This is an article accompanying the paper with the same name which I’ll present at the 2nd Workshop on Machine Learning for Creativity and Design at the 32nd Conference on Neural Information Processing Systems (NeurIPS) 2018, where I discuss some of the underlying practical and technical methods (not so much the conceptual or artistic motivations) used in the creation of my “Deep Meditations” series of works. This article includes most of the information from the paper, expanded with some additional information.
We introduce a method which allows users to creatively explore and navigate the vast latent spaces of deep generative models such as Generative Adversarial Networks. Specifically, we focus on enabling users to discover and design interesting trajectories in these high dimensional spaces, to construct stories, and produce time-based media such as videos, where the most crucial aspect is providing meaningful control over narrative. Our goal is to encourage and aid the use of deep generative models as a medium for creative expression and story telling with meaningful human control. Our method is analogous to traditional video production pipelines in that we use a conventional non-linear video editor with proxy clips, and conform with arrays of latent space vectors.
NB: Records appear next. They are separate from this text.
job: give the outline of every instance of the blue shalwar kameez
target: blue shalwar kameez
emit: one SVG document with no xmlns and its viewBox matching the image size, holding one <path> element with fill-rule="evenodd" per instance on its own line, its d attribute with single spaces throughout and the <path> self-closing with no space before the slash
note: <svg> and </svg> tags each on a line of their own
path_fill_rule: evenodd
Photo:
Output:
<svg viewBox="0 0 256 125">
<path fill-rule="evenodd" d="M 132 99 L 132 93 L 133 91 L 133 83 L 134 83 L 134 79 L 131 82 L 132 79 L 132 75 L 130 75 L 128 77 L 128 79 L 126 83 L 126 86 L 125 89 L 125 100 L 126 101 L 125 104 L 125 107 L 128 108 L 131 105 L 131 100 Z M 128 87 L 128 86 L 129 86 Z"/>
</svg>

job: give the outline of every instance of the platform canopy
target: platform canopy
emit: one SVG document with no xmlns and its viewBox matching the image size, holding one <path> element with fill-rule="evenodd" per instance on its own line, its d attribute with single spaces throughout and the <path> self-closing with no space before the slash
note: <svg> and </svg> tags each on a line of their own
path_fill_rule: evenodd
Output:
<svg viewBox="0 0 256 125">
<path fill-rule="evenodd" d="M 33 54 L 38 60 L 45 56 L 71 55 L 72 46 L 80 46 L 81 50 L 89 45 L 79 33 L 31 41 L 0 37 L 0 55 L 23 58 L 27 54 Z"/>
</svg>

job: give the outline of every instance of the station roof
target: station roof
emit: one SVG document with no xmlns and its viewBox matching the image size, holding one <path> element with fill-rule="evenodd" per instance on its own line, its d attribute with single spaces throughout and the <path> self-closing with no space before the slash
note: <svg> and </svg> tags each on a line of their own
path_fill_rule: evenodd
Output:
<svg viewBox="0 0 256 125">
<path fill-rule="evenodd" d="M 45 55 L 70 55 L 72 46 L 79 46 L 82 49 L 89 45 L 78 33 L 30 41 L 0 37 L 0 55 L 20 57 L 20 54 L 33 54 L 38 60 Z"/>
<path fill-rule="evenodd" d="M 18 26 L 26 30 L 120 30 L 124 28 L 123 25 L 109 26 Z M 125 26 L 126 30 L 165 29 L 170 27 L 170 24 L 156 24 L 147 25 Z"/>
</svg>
One of the recent major advances we’ve seen in the so-called field of ‘Artificial Intelligence’ (AI) is in ‘generative models’. A nice summary (if slightly out of date due to the insane speed at which the field is moving) can be found on the openai blog.
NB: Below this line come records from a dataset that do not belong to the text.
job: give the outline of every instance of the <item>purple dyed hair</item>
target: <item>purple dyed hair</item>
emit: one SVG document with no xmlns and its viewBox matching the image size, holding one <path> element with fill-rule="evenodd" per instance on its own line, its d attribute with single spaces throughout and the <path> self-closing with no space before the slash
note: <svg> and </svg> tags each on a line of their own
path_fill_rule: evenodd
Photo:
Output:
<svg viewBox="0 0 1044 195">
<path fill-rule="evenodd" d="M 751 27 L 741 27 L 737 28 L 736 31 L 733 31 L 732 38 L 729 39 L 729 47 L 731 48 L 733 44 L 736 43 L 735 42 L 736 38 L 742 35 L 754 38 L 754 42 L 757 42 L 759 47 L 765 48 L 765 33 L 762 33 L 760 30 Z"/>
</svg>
First I’d like to take a slight diversion to underline the difference between two different definitions of ‘generative’: i) In the arts or other creative fields — I’ll refer to this as generative content. vs ii) In the context of Machine Learning (ML), or more broadly speaking, in statistics — I’ll refer to this as a (statistical) generative model.
In the arts, creative fields, computer graphics, computational design etc. ‘generative content’ refers to content made working with rule-based or (semi or fully) autonomous systems (i.e. which can also be thought of as governed by rules). From a computational perspective we might quickly think of early generative art pioneers such as Manfred Mohr or Vera Molnar; or the types of works typically made with creative programming toolkits such as openframeworks, processing, vvvv, houdini, touchdesigner, and many many more. However, ‘generative’ can also be ‘analog’ (yet still algorithmic), e.g. Lillian Schwartz, Sol LeWitt, Steve Reich, Terry Riley are classic oft-quoted examples. (Personally I prefer the term ‘procedural’ or ‘algorithmic’ over ‘generative’ in this context).
In ML/statistics however, a ‘generative model’ refers to a system which captures the distribution of some observations (e.g. ‘training data’), in the hope that ideally it is able to model the underlying dynamic processes that gave rise to those observations. So when we sample from this distribution, we are effectively executing the function which models that dynamic process; thus, this generates new data that should hopefully be structurally similar to the observations. This also means that when we manipulate parameters of the generative model, we are manipulating parameters of the dynamic process, and thus generating varying outputs that are consistent with the world from which the training data came from. (This is of course, an ideal case scenario. It’s important to remember that “All models are wrong, but some are useful”, and “…the practical question is, how wrong do they have to be to not be useful.”- George E. Box.)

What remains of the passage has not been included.